In addition, the Governor directed various state agencies, local water suppliers and local governments to begin implementing water conservation strategies and contingency plans in order to prepare for anticipated water shortages. As drought conditions worsened, the Governor issued an Executive Order
in April calling on the State Water Resources Control Board
(SWRCB) to “adopt and implement emergency regulations pursuant to Water Code section 1058.5
, as it deems necessary to prevent the waste, unreasonable use, unreasonable method of use, or unreasonable method of diversion of water, to promote water recycling or water conservation, and to require curtailment of diversions when water is not available under the diverter's priority of right.”
This week, the SWRCB adopted several regulations
addressing the drought and restricting certain activities to conserve water. A copy of the board presentation and additional information is available online
The new regulations prohibit the following, except where necessary to address health and safety needs:
The application of water to outdoor landscapes in a manner that causes runoff such that water flows onto adjacent property, non-irrigated areas, private and public walkways, roadways, parking lots, or structures;
The use of a hose to wash an automobile, except where the hose is fitted with a shut-off nozzle or device attached to it that causes it to cease dispensing water immediately when not in use;
The application of water to any hard surface, including but not limited to driveways, sidewalks, and asphalt; and
The use of potable water in a fountain or other decorative water feature, except where the water is part of a recirculating system.
(Note: These restrictions only apply to potable water. Use of recycled water would not be impacted.)

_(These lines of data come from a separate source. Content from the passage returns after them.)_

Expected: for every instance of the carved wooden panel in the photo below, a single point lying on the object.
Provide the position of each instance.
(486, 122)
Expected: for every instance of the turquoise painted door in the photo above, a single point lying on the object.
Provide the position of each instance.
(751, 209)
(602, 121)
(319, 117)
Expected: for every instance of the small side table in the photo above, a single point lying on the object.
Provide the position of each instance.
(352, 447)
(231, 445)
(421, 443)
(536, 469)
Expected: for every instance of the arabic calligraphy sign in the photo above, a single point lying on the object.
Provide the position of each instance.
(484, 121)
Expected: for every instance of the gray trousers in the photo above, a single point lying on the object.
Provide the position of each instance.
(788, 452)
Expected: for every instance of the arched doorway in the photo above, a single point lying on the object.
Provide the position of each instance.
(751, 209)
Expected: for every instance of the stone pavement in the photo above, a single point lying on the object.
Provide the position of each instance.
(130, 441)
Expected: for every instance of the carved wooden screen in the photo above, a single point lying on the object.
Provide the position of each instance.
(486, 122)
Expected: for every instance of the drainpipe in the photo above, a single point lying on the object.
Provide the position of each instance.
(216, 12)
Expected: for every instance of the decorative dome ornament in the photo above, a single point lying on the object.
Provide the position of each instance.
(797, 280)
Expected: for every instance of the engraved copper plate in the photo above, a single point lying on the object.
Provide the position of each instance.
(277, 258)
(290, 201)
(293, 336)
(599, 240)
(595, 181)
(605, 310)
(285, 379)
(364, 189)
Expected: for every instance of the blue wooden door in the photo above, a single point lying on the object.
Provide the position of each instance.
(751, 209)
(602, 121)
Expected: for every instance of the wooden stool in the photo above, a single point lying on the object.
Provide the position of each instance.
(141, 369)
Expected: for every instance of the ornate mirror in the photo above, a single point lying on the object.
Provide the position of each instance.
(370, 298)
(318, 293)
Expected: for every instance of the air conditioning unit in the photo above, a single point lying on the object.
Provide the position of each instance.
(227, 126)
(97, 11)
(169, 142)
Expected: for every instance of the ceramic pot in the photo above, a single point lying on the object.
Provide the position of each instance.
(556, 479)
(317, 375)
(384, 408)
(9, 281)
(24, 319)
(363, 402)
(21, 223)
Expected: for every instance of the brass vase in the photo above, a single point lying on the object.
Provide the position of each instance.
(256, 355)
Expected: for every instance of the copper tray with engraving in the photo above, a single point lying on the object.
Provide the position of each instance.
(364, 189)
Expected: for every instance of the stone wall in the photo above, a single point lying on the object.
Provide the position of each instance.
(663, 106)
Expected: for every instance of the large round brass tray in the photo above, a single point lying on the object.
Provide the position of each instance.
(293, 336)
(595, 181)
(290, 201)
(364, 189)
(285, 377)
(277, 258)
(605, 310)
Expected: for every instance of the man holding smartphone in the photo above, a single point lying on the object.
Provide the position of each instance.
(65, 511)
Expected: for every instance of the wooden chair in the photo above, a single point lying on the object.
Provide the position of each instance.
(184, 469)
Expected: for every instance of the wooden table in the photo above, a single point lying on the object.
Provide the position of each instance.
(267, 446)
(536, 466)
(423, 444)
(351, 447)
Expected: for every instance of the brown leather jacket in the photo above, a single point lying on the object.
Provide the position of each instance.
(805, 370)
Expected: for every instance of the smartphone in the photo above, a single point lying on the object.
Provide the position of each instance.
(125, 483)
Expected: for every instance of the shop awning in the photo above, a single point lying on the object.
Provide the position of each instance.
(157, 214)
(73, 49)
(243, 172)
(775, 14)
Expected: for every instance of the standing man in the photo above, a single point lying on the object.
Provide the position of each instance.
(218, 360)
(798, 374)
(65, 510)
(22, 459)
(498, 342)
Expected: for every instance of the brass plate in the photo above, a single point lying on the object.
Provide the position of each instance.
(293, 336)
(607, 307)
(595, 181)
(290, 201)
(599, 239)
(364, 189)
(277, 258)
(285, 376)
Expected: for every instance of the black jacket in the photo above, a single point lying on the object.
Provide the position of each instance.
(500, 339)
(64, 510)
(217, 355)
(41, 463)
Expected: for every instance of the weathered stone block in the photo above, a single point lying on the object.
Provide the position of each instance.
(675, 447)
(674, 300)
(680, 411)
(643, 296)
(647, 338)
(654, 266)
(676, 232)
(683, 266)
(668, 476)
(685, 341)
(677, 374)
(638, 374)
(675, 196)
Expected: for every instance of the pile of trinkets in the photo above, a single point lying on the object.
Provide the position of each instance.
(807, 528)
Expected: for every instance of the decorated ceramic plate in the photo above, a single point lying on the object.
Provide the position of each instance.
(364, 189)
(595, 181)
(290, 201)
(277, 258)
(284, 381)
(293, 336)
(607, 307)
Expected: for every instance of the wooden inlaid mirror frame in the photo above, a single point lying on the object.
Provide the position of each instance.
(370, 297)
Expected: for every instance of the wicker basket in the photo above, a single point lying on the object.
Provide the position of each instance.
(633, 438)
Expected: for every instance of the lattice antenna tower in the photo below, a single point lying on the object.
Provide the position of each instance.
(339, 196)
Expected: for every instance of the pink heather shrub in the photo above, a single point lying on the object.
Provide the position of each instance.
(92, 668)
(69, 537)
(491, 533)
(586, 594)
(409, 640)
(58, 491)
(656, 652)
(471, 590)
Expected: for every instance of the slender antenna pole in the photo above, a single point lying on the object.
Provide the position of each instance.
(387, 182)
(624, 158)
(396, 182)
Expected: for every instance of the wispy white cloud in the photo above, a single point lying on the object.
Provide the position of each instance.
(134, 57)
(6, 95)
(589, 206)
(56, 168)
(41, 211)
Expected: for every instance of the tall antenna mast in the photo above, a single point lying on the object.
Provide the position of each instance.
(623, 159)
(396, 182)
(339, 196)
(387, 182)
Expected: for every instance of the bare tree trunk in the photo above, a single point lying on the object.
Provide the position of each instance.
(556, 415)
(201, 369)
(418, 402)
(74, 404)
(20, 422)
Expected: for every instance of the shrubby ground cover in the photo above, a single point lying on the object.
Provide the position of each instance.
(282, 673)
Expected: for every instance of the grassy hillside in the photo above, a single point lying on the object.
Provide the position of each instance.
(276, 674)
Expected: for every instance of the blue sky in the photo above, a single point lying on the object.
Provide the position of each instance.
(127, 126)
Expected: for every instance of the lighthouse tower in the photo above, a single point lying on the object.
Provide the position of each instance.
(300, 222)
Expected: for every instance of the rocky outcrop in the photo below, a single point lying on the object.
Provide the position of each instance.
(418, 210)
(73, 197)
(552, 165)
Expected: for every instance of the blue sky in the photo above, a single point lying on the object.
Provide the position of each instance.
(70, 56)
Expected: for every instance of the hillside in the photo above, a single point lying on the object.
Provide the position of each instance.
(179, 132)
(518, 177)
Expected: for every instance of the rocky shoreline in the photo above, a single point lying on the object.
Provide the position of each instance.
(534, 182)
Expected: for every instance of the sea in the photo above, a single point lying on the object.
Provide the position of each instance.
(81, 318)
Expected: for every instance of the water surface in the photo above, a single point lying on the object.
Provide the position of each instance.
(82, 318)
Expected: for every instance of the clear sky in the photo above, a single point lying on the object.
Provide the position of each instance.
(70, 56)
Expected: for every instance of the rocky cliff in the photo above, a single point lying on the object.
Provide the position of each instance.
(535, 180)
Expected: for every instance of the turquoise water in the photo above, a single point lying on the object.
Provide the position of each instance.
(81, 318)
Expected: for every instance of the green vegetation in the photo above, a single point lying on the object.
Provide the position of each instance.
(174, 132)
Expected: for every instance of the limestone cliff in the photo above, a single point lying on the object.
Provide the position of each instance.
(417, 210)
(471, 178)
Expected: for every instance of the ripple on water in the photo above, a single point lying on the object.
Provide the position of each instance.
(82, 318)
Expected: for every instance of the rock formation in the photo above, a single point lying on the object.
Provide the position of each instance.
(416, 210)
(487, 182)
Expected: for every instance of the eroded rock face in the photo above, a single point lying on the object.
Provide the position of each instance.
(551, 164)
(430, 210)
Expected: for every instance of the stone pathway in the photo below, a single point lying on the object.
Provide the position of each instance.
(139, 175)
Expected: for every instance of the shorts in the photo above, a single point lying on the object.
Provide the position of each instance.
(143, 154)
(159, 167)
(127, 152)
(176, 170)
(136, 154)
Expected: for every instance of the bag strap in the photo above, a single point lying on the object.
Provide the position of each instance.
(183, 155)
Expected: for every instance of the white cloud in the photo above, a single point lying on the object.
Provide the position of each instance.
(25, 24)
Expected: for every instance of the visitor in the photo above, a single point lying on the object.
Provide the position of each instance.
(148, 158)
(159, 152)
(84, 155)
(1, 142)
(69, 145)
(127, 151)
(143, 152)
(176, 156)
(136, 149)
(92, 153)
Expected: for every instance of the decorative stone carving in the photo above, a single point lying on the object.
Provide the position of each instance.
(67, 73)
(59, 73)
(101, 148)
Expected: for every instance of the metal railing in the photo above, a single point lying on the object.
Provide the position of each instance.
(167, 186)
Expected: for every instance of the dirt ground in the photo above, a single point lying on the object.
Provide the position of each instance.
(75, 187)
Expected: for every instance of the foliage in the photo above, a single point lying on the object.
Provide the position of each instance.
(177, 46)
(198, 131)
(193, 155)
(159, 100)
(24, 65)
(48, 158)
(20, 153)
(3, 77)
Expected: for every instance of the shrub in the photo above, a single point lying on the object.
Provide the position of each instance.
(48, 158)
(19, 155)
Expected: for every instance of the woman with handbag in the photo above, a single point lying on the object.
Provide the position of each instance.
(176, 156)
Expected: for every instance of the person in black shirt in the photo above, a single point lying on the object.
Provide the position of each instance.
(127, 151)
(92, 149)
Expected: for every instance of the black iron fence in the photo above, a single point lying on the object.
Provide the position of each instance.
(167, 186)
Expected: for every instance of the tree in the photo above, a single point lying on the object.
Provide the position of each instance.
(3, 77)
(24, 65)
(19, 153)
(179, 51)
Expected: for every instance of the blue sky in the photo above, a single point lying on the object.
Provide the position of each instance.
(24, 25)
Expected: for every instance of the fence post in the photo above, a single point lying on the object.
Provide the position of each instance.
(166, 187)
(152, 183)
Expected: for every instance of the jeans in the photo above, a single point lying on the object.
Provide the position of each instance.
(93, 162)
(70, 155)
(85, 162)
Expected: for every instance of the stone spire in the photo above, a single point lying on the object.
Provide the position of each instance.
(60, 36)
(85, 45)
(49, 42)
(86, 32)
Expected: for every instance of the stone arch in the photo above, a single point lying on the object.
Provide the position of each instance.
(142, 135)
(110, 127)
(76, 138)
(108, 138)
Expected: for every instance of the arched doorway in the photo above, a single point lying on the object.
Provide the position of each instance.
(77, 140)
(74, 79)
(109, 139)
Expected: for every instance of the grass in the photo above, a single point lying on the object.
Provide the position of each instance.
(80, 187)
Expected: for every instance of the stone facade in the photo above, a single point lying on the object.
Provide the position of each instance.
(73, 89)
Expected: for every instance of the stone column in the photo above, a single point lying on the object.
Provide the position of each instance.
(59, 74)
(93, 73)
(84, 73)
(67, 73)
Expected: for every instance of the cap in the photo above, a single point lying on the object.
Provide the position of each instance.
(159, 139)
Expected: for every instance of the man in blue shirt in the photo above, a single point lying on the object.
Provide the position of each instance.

Those found to be in violation of these prohibitions are subject to a fine of up to $500 for each day the violation occurs. Local agencies are tasked with enforcing the new regulations and the ability to determine the best course of disciplinary action. For example, cities may opt to issue a smaller fine to first-time violators or issue a citation warning stating that further action may be taken should violations continue.
The regulations also require water suppliers (including those cities that supply water) to implement their existing water shortage contingency plan and impose mandatory restrictions on outdoor irrigation. Each urban water supplier that does not have a water shortage contingency plan, or has been notified by the Department of Water Resources
that its water shortage contingency plan does not meet the requirements of Water Code section 10632
shall, within thirty (30) days, limit outdoor irrigation by the persons it serves to no more than two days per week or shall implement another mandatory conservation measure or measures intended to achieve a comparable reduction in water consumption by the persons it serves relative to the amount consumed in 2013
Urban water suppliers are required to prepare and submit to the SWRCB by the 15th of each month a monitoring report detailing the amount of potable water the urban water supplier produced, including treated water provided by a wholesaler, in the preceding calendar month. The monitoring report shall also estimate the gallons of water per person per day used by the persons it serves. In its initial monitoring report, each urban water supplier shall state the number of persons it serves.